Russia’s game against Saudi Arabia kicked off with the home fans merely hoping to avoid any form of embarrassment. However, much to their and the visiting fans’ pleasure, it went quite to the contrary. Just 12 minutes in, Yuri Gazinsky picked a fine moment to open his account for the National Team, sending the crowd into raptures. The party continued as the floodgates opened. As each goal was scored, the camera panned to Russian President Vladimir Putin looking over apologetically at the Crown Prince of Saudi Arabia, to the amusement of the public. Russia added two further goals in injury time to complete a 5-0 drubbing. Now there was a bit of a buzz about the place which was great for all fans, as a successful host nation is key to a great atmosphere. I was hoping this would be the spark needed to capture this ice hockey dominated nation, who had previously lost all faith in their national football team.
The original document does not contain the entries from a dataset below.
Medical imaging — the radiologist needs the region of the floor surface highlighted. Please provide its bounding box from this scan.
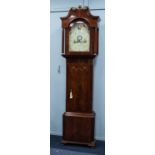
[50,135,105,155]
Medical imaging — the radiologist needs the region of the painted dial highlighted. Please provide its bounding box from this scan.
[69,21,90,52]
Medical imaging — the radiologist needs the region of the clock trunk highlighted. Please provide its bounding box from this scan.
[61,7,99,146]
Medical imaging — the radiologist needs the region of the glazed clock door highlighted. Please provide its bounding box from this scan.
[67,59,92,112]
[69,21,90,52]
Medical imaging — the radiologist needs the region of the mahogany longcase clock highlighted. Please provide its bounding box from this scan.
[61,7,99,146]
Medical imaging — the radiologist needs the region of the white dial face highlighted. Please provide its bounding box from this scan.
[69,22,90,52]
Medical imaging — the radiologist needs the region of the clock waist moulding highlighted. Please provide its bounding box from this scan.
[61,7,100,146]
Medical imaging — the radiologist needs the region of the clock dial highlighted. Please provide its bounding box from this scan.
[69,22,90,52]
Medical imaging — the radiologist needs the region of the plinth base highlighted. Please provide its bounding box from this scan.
[62,112,95,146]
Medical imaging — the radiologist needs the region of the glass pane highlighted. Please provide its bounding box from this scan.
[69,21,90,52]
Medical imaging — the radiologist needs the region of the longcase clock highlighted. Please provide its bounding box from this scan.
[61,7,99,146]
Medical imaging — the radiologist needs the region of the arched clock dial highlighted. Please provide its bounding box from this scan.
[69,21,90,52]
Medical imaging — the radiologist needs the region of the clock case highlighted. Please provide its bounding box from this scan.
[61,7,100,146]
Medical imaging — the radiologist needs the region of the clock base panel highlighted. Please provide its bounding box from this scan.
[62,112,95,146]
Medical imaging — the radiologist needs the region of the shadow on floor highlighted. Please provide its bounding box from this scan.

Finally, after so much waiting, the World Cup was underway, and the next step for me was to get to a game. With the atmosphere around town building as the fans of Morocco and Iran prepared for their big day, and excited to know that in just a few days it would be my turn, I headed off to the stadium to see if I could find a ticket. This was done easily enough and so I made my way inside, thankfully the different ticket name and Fan ID name not causing any issues.
I found my seat in an incredibly vibrant atmosphere, and given my previous friend total of Morocco 1 Iran 0, I had opted to support Morocco. Both anthems were sung with passion, loud music was played either side to get the blood pumping, and then the final countdown from 10 finally got the game going. What a pleasure it was to be back amongst a World Cup game; there is nothing quite like the to-ing and fro-ing, the heightened emotions and passionate screams of both sets of fans.
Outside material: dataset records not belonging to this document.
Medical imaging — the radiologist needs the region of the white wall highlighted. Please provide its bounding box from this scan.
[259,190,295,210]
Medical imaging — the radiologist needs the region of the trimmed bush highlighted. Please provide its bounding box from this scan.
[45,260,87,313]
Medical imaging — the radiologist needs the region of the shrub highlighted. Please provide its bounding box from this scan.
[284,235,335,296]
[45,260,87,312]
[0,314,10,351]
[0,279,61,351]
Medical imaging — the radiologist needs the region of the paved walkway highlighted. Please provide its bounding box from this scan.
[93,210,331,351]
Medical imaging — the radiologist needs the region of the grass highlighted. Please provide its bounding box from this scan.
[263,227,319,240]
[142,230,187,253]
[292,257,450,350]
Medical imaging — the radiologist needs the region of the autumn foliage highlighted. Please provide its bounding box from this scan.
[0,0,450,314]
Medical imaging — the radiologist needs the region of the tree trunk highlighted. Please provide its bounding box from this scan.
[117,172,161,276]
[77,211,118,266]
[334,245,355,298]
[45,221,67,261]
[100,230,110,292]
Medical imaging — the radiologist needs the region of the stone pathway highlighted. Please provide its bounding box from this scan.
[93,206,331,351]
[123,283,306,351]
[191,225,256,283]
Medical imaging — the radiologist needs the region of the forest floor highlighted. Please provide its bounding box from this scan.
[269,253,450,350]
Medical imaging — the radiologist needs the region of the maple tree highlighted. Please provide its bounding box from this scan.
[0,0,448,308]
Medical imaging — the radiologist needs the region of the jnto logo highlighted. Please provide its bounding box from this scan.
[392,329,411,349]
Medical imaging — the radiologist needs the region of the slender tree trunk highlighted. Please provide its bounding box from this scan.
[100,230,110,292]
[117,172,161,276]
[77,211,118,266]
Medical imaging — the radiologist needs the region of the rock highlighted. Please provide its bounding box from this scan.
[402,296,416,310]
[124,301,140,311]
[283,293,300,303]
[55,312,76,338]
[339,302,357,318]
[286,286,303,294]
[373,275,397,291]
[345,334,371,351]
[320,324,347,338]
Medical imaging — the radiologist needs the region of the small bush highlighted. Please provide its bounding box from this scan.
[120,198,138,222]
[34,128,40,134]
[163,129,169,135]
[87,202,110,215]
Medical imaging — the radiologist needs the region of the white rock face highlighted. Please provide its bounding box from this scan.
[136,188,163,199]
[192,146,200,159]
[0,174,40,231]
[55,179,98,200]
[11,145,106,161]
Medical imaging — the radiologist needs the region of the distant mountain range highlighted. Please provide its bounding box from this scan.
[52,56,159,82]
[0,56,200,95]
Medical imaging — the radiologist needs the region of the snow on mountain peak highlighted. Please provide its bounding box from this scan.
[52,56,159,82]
Throughout the game Morocco had played the better football and carved out the clearer chances, but as the game entered the 95th minute they suffered the cruellest blow. A needless free-kick was given away down the Iran left wing. This was whipped in and the hapless Aziz Bouhaddouz turned the ball into his own net to produce scenes of ecstasy and despair amongst the rival fans. There were incredible scenes as Iran claimed their first World Cup victory since 1998, whilst Morocco knew this was pretty much game over given their difficult fixtures ahead.
The elation and celebration continued outside; it was only later I found out it is actually illegal for women to watch matches in stadiums in Iran so this made it particularly poignant for so many of them to witness such a proud moment for their nation.
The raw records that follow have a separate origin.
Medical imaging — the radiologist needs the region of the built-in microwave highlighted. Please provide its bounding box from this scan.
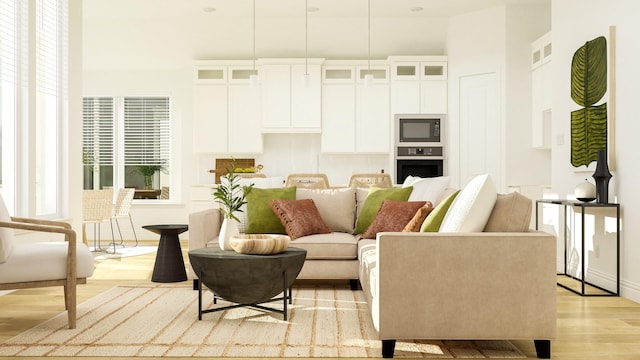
[395,114,445,146]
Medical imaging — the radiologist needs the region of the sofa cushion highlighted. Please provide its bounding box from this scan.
[439,174,497,232]
[356,188,369,219]
[402,176,449,205]
[296,188,356,234]
[269,199,331,240]
[484,192,533,232]
[0,242,95,284]
[245,186,296,234]
[402,201,433,232]
[289,232,358,260]
[0,198,13,263]
[420,190,460,232]
[362,200,426,239]
[355,186,413,234]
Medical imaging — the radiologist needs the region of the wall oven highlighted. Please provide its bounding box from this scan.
[395,114,446,184]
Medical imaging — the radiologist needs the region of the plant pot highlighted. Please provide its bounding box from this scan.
[218,218,240,250]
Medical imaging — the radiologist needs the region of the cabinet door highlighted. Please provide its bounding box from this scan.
[228,84,262,155]
[291,64,322,132]
[260,64,291,131]
[193,84,228,153]
[420,80,447,114]
[391,81,420,114]
[356,84,391,154]
[320,84,356,153]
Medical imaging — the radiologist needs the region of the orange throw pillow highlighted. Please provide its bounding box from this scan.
[269,199,331,240]
[362,200,427,239]
[402,201,433,232]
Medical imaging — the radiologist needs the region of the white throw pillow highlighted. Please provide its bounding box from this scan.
[296,188,356,234]
[440,174,498,232]
[0,197,13,263]
[402,176,449,206]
My time in St Petersburg was coming to a close, and by now I had realised that life in Russia in general wasn’t dangerous. In fact, they had so far seemed to be quite a lovely, accommodating bunch. The mood was starting to build and the stories were starting to flow, the Spain manager shockingly sacked on the eve of their opener, whatever next? I’ll tell ya what’s bloody next – England vs Tunisia, that’s what’s next!